April 2001

From University of North Carolina School of Medicine

Quality improvement project boosts hospital care for older heart patients

CHAPEL HILL - Hospitals can significantly improve the care of people 65 years old and older who are admitted for a heart attack, according to a report from the University of North Carolina at Chapel Hill.

The study conducted in collaboration with the Medical Review of North Carolina - the state quality improvement organization - clearly demonstrated that hospitals can improve the quality of care given these patients when they adopt specific treatment guidelines shown by research to be highly effective.

A report of the study was published last month in the North Carolina Medical Journal.

"This study is an excellent example of how evidence-based medicine can be applied," said cardiologist Carla A. Sueta, MD, associate professor of medicine at UNC-Chapel Hill School of Medicine. "We already have data that tells us what to do for these patients and that's outlined in guidelines developed by the American College of Cardiology and the American Heart Association. We know what to do but we're not doing it as good as we could."

According to Sueta, clinical coordinator for MRNC, heart attack is associated with a high inpatient death rate (12% in North Carolina) and is a condition commonly leading to readmission within 30 days of hospital discharge.

In 1995, the federal Health Care Financing Administration (HCFA) launched the Cooperative Cardiovascular Project (CCP). This project examined hospitals across the nation on seven quality indicators of care based on the ACC/AHA treatment guidelines.

The indicators included: use of clot-busting drugs or balloon angioplasty to open blocked coronary arteries; use of aspirin during hospitalization and at discharge; use of beta-blocker heart drugs at discharge; counseling about smoking cessation; for patients with heart dysfunctions, use of ACE inhibitor medications; and avoidance of calcium channel-blocking medications.

"We know from other data that patient outcomes will be approved if these interventions are followed," Sueta said. "Good studies show that older patients who get beta blockers, for instance, live longer and have fewer heart attacks."

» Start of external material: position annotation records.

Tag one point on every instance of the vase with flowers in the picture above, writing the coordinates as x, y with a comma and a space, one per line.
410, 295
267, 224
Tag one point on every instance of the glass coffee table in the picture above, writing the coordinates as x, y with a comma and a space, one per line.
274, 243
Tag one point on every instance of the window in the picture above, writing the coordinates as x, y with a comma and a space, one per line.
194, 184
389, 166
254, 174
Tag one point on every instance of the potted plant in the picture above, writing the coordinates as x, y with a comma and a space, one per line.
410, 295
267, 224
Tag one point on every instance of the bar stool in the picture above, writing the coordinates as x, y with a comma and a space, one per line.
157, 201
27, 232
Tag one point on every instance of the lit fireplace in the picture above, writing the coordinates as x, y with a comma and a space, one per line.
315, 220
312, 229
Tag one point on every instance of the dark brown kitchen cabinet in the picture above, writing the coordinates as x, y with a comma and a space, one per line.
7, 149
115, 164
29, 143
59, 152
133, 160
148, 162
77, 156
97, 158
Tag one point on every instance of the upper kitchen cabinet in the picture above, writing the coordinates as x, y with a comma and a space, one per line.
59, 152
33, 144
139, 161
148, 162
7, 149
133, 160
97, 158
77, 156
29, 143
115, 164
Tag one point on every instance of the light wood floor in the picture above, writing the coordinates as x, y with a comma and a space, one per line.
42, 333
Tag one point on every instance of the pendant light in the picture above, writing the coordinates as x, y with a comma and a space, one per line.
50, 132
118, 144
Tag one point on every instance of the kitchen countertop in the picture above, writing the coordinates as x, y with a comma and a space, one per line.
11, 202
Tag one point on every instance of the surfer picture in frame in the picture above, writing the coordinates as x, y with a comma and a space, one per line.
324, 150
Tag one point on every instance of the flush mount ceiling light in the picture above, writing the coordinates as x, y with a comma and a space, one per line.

In response to a request by MRNC, sixty hospitals in the state agreed to participate in the study. At the outset, all received 'baseline' data from the CCP on their own hospital. The data were collected on patients discharged between February 1, 1994 and July 31 1995. They also received the unabridged ACC/AHA guidelines and were asked to develop a plan about how they were going to improve the situation. The plan was reviewed and approved by the Sueta and MRNC staff. The 'evaluation' data were collected from medical records on patients discharged between September 1, 1996 and December 31, 1997.

"Five of the seven quality indicators showed significant improvement," Sueta said. "We found a significant increase in the percentage of patients who received aspirin both when they came in during heart attack and when they got discharged. The hospitals also dramatically increased the people who went home on beta blockers from 55% to 76%, and they dramatically increased the medicine patients should get for a heart dysfunction. Use of an ACE inhibitor went from 61% to 71%."

Indicators showing no improvement involved smoking cessation counseling and reperfusion therapy (either giving medications that dissolve clots or opening blocked coronary arteries through angioplasty procedures).

Reasons for the lack of across the board improvement are unclear, the study authors said. As to smoking cessation counseling, "I think we need to get more aggressive about doing it," said Sueta.

"Still, the results are impressive," she adds. "They really speak to the ability of hospitals to use various interventions that result in improvement in the care for these patients." The study did not identify any hospital-specific approaches to improvement that accounted for greater success.

"This leads me to conclude that you really need a multifaceted approach," said Sueta. "This would include staff education, developing systems, or standard pathways to treat these patients, and self-monitoring to make sure you're following your plan.

"In terms of improvement we saw in the study, each hospital has to customize their strategies to their institution. The fact that quality of care can be enhanced through simple, hospital-based interventions should encourage all hospitals to develop such strategies."

Co-authors of the report along with Sueta are Anna Schenck, PhD of UNC-CH, Randa Hall, MBA, MSHA, and Ross Simpson, Jr, MD, PhD of Medical Review of North Carolina.